From non-inferiority to inferiority

If you use a non-inferiority test for a guardrail, Confidence still automatically checks if the metric has deteriorated as part of its monitoring checks.

Consider the following illustration. In this case the metric has not deteriorated beyond the non-inferiority margin, but it has deteriorated in relation to zero. The overall conclusion is that it is not safe to launch this feature.

Non-inferiority margin

Practical considerations

Inferiority or non-inferiority test

Inferiority tests can be a good starting point for guardrail metrics as they don't require the experimenter to specify a non-inferiority margin. However, the drawbacks are:

  • Non-significant doesn't mean neutral. You shouldn't make a product decision on a non-significant result. Lack of significance means you don't have evidence that the metric has deteriorated. It doesn't mean you have evidence that the metric hasn't deteriorated. With a wide enough confidence interval, as when, for example, you have a small sample size, everything can be neutral.
  • A non-inferiority test is a better, but more complicated, approach. With a non-inferiority test, you seek evidence that the change is safe to launch. This means you have a specified certainty that your change doesn't decrease your metric by more than a margin you've decided.

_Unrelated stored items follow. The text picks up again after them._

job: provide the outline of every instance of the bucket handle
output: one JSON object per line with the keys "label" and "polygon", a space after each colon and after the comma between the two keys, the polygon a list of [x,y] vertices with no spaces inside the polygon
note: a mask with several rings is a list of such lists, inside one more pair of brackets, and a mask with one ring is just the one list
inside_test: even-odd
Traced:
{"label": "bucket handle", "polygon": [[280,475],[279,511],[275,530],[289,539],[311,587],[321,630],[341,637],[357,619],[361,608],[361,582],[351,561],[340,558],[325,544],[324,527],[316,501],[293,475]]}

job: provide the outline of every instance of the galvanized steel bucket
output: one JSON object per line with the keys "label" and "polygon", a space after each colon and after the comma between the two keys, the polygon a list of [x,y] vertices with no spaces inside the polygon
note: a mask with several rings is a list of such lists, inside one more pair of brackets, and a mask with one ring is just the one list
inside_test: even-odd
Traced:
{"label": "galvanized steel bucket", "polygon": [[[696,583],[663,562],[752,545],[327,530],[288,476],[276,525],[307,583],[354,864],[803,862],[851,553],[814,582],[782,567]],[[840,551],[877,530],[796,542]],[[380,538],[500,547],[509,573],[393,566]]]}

Set the non-inferiority margin

You need to consider both the business perspective and the statistical perspective when you set the non-inferiority margin. The business perspective is about what is an acceptable decrease for the business. The statistical perspective is about what is a reasonable margin given the variability of the metric and the sample size you can expect.

To decide on the non-inferiority margin, you can consider the following:

  • What negative change in the metric is acceptable?
  • What change in a given metric would you consider to be so small as to deem it practically equal?